Хотя опасность, исходящая от неупокоенных мертвецов, крайне велика, это не тот риск, который поджидает человека в обыденной жизни. В этом смысле гораздо страшнее были ведьмы, способные в любой день похитить благополучие и достаток у селянина. У коровы пропало молоко? – оно похищено ведьмой. Свинья не толстеет, хотя ее хорошо кормят? – ведьма украла сало. Пряха усердно работает, но напрядено очень мало? – ведьма стащила пряжу. Предполагалось, что все эти украденные блага появляются в доме колдуньи: ее свиньи толстеют, хотя она сама их не кормит, коров ей даже не надо доить – молоко у нее течет с полотенца, пряжи много и так далее. Способы похищения могли быть разными. Так, для кражи урожая с поля ведьма делала залом на колосьях ржи или стеблях льна, а чтобы украсть молоко у коров, она шла по росному лугу, волоча за собой полотенце или другую тканую вещь, дома выжимала полотно и поила этой водой корову – или даже просто вешала его, не отжав, а с него текла не вода, а молоко.

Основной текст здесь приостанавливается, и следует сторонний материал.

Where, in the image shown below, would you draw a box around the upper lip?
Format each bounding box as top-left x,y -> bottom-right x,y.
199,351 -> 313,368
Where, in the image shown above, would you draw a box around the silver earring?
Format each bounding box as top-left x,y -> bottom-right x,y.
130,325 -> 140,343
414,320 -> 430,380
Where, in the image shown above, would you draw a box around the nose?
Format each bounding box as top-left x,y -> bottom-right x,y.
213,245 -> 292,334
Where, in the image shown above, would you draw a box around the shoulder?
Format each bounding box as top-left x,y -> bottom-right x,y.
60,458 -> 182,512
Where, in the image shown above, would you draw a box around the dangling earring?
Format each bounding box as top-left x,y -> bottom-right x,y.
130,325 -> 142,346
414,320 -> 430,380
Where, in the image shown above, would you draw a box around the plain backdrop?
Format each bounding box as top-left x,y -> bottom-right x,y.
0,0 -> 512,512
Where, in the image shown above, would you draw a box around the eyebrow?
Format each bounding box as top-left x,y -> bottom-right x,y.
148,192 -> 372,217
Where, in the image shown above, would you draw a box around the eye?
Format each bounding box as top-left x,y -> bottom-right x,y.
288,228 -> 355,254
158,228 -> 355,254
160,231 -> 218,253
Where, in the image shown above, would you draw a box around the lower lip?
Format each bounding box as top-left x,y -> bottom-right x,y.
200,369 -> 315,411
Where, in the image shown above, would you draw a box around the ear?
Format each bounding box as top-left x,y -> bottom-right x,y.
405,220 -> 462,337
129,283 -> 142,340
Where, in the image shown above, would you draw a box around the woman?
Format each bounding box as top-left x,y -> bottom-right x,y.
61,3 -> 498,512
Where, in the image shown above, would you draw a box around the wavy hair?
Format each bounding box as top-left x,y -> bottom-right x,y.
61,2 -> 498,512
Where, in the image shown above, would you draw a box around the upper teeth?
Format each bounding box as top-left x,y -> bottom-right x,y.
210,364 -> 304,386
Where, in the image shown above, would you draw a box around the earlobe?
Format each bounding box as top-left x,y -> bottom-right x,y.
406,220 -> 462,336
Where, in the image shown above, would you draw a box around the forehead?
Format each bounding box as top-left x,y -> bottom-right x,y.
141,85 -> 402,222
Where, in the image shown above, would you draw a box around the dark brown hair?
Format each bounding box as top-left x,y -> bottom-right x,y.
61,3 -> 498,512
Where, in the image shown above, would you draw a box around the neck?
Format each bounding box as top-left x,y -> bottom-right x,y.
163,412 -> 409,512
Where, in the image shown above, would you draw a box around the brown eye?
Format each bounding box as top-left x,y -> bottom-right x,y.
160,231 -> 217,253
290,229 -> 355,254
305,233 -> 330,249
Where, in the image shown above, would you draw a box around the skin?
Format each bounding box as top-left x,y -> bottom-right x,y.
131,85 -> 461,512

Любые ссоры и беды в семье, не спящие по ночам дети, расстроенные свадьбы были, разумеется, делом ведьминых рук. Ведьмой в зверином облике считались любые странные животные: незнакомые собаки и кошки, найденная в хлеву жаба или просто лягушка, скачущая вокруг коровы, – такого зверя следовало немедленно уничтожить. Многочисленные былички рассказывают, как человек ранит такое животное, а назавтра видит соседку с перевязанной головой или рукой (вспомним и «Майскую ночь» Гоголя).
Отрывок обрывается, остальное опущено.